If you believe the results of a recent survey by MGH, QR codes are making an impact on mobile users. Their new study says that “72% of smartphone users would be likely to recall an ad featuring a QR code.”
Nice results, but I’m not sure they asked the right question. It’s kind of like asking, “if you saw a pink elephant walk down the street, would you remember?” Okay, so QR codes aren’t as obvious as a pink elephant, but they do stand out because they’re new and perplexing. As we’ve discussed before, a QR code means nothing to the observer. They must interact with the code in order to see what it’s all about and how many people do that? Of the 65% of smartphone users who said they’ve seen a QR code, less than half have actually used one.

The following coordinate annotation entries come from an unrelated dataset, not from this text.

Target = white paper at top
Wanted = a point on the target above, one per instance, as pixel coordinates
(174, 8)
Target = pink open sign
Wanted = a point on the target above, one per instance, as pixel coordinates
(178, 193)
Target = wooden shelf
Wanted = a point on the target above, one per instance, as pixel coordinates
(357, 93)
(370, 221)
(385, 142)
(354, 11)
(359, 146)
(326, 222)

When asked if they’d like to use them, 70% said yes. Again? It’s the wrong question. If you ask me if I’d like to use a “hoobalblink” in order to get deals, I’ll say sure, why not. I have no idea what a “hoobalblink” is or how much trouble it will be to use it, but I’ll try anything once if it means saving money.
And saving money is the main reason people are interested in QR codes. Just look at the fancy chart.
Great information, except for one thing. Because QR codes can’t be read with the naked eye, there’s no way to know what I’m getting until I scan it. For example, today I scanned an internet coupon QR code and found that it was nothing but fraud detection for the merchant. So disappointing. I was hoping to find an additional discount or other hidden goodie. QR codes are excellent Easter eggs but only if there’s something sweet inside when you crack them open.
I have no doubt that consumers are more aware of QR codes. I’m sure they see them. I’m sure most people don’t know what they’re for and I’m sure even fewer people think what they got for their trouble was worth the effort.
QR codes could be the next big thing in interactive, mobile marketing. But right now, despite what these survey results imply, it’s just a novelty that hasn’t taken hold.